Semantic Enrichment of XML Schema to Transform Association Relationships in ODL Schema ()
1. Introduction
Extensible Markup Language, a met language that allows users to define their own customized markup languages, is characterized by its flexibility and extensibility. Due to all its qualities, it’s considered as hot topic for describing and interchanging data through internet between different systems.
The migration of database appears today very interesting and promotes organizations to move towards new technology. Since information is valuable resources for organizations, the mapping process must be submitted before any shift to a new technology [1] . Furthermore, the characteristics of the XML Schema standard [W3C, 2008] are supported by the standard ODMG 3.0 [2] , and query languages are more powerful, which encourage to attempt to migrate existing database into new environment.
Database migration is a process wherein all the components of a source database are converted to their equivalents in the environment of the target one.
ODL is designed to support semantic constructs of ODMG object model. It is used to define the pattern of a compatible ODMG database independently of any programming language.
In this article, we present techniques for enriching the XML Schema. Our goal is to introduce the richness of ODL formalism to facilitate the migration of XML Schemas to ODL schema. The introduction of ODL formalism in the XML schema is obtained by extension. To do this, we proceed in several stages:
・ Defining the concepts supported by XML Schema;
・ Defining XML Schema extensions to take into account all the specificities of ODL objects. These extensions exploit the extension mechanisms supported by XML Schema to remain compliant with the W3C standard.

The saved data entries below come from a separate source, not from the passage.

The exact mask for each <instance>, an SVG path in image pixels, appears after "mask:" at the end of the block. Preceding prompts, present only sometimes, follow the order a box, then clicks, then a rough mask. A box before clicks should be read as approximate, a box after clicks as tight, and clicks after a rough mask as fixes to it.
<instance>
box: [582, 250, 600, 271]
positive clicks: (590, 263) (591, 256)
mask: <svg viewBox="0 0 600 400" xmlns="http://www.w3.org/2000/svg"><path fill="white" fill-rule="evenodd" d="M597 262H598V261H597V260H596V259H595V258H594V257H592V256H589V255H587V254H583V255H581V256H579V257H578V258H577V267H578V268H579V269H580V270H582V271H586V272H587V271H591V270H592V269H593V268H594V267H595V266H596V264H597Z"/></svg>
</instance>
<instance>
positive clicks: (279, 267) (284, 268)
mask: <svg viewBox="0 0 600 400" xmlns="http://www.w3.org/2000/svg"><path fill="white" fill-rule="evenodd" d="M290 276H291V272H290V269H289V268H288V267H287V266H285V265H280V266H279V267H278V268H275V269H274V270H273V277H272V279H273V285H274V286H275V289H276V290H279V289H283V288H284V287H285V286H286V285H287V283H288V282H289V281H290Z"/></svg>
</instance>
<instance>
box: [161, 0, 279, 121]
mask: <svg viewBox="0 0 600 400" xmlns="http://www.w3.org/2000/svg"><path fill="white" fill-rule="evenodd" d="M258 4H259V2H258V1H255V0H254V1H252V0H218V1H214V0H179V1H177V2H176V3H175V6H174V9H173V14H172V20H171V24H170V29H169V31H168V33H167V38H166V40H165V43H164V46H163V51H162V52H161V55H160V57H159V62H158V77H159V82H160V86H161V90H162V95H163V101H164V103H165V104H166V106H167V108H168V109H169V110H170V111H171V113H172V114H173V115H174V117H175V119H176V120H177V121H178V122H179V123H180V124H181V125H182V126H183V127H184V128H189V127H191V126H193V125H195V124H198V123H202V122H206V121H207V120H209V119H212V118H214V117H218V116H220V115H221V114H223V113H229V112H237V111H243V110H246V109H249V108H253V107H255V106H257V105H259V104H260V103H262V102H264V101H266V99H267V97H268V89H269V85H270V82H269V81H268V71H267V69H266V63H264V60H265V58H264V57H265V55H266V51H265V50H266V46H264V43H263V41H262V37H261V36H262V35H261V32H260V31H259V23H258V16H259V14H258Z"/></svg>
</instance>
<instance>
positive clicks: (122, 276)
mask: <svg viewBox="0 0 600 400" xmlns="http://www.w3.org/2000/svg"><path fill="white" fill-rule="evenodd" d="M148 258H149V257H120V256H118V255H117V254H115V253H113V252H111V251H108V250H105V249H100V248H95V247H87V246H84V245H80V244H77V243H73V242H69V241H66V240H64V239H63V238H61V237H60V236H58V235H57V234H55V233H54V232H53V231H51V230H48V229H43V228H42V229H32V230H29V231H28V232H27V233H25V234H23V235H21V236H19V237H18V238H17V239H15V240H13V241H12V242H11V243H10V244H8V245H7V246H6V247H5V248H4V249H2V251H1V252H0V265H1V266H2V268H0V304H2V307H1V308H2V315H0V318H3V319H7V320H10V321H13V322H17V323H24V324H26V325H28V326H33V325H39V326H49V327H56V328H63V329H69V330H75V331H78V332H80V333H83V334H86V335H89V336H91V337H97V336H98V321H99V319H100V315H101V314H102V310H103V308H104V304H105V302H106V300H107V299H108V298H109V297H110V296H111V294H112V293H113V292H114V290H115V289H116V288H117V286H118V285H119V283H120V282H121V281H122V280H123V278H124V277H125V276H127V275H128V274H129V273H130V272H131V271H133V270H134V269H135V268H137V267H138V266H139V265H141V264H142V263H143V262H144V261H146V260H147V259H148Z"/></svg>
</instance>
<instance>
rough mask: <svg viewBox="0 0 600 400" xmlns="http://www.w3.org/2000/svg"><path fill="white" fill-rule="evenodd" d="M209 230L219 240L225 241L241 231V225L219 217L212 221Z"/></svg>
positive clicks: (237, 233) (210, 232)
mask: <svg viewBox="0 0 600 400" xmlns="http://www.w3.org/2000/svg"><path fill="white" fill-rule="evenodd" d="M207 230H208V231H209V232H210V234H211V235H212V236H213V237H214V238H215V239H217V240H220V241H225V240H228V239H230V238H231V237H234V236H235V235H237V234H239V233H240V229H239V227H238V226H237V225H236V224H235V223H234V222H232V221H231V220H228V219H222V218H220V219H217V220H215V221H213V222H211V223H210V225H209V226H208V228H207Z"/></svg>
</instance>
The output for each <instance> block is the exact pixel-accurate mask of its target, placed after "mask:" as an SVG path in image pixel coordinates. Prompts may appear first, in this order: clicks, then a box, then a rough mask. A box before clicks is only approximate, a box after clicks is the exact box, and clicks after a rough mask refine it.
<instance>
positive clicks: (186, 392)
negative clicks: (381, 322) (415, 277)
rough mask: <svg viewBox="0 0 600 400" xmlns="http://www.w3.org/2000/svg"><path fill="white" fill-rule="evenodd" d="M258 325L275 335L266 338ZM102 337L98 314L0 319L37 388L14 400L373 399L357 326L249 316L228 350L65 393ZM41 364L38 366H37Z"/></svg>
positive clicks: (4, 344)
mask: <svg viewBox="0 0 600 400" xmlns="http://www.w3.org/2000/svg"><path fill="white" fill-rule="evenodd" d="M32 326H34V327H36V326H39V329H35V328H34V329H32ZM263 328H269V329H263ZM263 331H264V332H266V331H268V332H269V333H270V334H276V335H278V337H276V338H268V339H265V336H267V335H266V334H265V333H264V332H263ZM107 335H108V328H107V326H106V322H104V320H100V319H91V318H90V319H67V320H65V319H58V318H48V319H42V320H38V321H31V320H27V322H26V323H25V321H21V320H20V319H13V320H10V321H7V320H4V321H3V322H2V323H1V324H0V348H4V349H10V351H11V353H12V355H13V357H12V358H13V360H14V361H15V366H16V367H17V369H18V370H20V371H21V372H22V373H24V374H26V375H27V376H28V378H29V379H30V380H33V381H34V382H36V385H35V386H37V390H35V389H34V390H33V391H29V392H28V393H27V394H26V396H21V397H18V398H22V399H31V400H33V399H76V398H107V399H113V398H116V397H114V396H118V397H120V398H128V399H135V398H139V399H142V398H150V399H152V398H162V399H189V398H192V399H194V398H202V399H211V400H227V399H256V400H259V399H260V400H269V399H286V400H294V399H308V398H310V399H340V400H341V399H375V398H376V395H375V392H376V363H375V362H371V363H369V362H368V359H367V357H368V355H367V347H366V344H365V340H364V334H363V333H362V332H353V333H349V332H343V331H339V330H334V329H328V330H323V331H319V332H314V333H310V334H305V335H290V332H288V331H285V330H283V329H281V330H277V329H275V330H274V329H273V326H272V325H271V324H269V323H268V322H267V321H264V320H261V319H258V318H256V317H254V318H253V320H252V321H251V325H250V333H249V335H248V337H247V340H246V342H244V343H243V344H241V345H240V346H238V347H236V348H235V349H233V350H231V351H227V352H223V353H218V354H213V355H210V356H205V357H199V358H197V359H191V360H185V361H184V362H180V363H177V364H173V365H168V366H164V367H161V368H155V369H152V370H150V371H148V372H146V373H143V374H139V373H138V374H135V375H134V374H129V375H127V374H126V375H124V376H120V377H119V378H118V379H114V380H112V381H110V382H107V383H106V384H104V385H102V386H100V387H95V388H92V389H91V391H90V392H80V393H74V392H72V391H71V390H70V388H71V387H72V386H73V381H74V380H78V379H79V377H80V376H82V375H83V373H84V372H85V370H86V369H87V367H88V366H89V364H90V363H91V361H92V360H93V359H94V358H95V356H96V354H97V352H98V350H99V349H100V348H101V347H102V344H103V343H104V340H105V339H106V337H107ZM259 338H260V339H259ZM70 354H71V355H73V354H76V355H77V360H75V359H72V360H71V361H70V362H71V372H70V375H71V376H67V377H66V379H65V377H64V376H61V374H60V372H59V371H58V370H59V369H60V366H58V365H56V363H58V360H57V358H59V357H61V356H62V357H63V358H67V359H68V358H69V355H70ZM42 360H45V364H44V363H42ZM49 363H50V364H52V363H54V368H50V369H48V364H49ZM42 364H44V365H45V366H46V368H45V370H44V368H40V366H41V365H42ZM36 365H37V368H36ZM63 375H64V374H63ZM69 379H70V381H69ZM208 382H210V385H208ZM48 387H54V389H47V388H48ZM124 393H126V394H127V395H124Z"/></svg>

The content of this document provides a brief introduction to XML Schema and ODL. The rest of the paper is organized as follows. In Section 2, we review some closest related work. Section 3 presents XML Schema conceptual enrichment, we will explain how XML and ODL implement association relationship; several rules to transform an XML schema enriched in ODL schema focusing on transforming association relationship are described in Section 4. In section 5, we present the processing steps and an example for each type of association relationship is given. Section 6 presents evaluation of our approach by comparing the results of queries; finally Section 7 concludes the paper.
2. Related Work
There are many works that explain the mapping from XML to object-oriented databases, In [3] , it discuss the modeling of XML and the need for transformation. A number of generic transformation rules of the conceptual model OO to the XML schema are presented, accentuated on transforming inheritance and aggregation relationships.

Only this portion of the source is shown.